Chelsea Community Center inches closer to opening date
Published 11:04 am Wednesday, September 2, 2015
By EMILY SPARACINO / Staff Writer
CHELSEA – Finishing touches on the new Chelsea Community Center off Shelby County 47 are all that stand between it and a grand opening.
Chelsea Mayor Earl Niven gave the City Council an update on the project at a Sept. 1 meeting and led several council members and residents on a brief tour of the 30,000-square-foot center after the meeting.
Niven said “very few things” are left to finish at the center, including telephone line installation; furniture and equipment installation; and cleaning, waxing and buffing the floors.
“It’s going to come together, but it will take a little while,” Niven said.
Initially, the center was scheduled to open this summer, but construction delays have moved the opening date to the fall.
“The biggest thing is the telephone,” Niven said during a pre-council meeting at 5:30 p.m. “Charter will run the (telephone) lines on Sept. 25.”
Niven said tables and chairs will arrive at the end of this week or early next week.
Furniture will include three 6-foot tables, two 8-foot tables, four 6-foot tables, two credenzas, a hutch, three desks, a legal-size fireproof file cabinet and other file cabinets.
The dining, group activity and exercise rooms will be outfitted with televisions, and speakers will line the gymnasium.
The gym will seat as many as 300 people, and an overhead walking track wraps around the upper portion of the walls.
Niven said the city is placing an order for exercise equipment to complement the Curves equipment given to the center.
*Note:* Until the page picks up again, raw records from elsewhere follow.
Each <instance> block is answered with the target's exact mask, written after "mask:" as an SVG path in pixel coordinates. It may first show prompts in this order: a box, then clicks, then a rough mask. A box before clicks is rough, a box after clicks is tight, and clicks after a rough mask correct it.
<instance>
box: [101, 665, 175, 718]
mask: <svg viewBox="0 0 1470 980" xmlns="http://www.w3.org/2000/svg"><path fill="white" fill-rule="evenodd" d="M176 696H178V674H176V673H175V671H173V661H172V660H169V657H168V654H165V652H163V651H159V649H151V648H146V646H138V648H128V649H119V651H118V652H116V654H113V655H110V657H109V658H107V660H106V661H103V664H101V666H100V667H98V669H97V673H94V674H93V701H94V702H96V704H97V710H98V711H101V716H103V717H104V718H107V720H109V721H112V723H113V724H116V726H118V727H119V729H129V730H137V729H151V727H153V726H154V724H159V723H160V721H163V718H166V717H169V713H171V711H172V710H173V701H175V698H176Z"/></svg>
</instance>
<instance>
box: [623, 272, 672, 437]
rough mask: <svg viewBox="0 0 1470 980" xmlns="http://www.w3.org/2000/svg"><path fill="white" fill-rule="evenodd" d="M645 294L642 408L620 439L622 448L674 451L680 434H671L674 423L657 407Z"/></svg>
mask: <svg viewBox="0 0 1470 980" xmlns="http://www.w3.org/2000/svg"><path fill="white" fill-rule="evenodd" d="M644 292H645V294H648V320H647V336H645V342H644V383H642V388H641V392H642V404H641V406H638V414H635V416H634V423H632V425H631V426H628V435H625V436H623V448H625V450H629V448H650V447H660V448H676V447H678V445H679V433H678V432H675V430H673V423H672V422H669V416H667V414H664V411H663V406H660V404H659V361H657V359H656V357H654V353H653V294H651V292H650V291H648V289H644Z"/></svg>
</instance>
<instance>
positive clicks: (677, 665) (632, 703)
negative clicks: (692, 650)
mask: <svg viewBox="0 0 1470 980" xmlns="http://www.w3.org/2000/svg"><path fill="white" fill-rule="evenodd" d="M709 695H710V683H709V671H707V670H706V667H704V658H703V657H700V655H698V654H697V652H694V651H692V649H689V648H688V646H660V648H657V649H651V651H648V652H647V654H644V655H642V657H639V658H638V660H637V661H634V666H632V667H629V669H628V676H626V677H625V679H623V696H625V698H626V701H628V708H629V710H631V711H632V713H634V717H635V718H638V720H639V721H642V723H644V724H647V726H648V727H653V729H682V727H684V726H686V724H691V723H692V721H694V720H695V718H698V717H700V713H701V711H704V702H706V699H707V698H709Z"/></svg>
The order calls for three treadmills, three bicycles and three elliptical machines.
“That, I think, is going to get us started,” Niven said. “We’re not looking at having weights.”
Room partitions will be installed on Sept. 10 or 11.
Other facets of the center are a reception area and director’s office, a children’s nursery and an outdoor patio and recreation area.
Niven said he would like to have a mural depicting scenes in Chelsea painted on the front wall of the center’s foyer.
“I think that is going to be a building that is really going to be enjoyed,” Niven said. “We have a lot to be proud of.”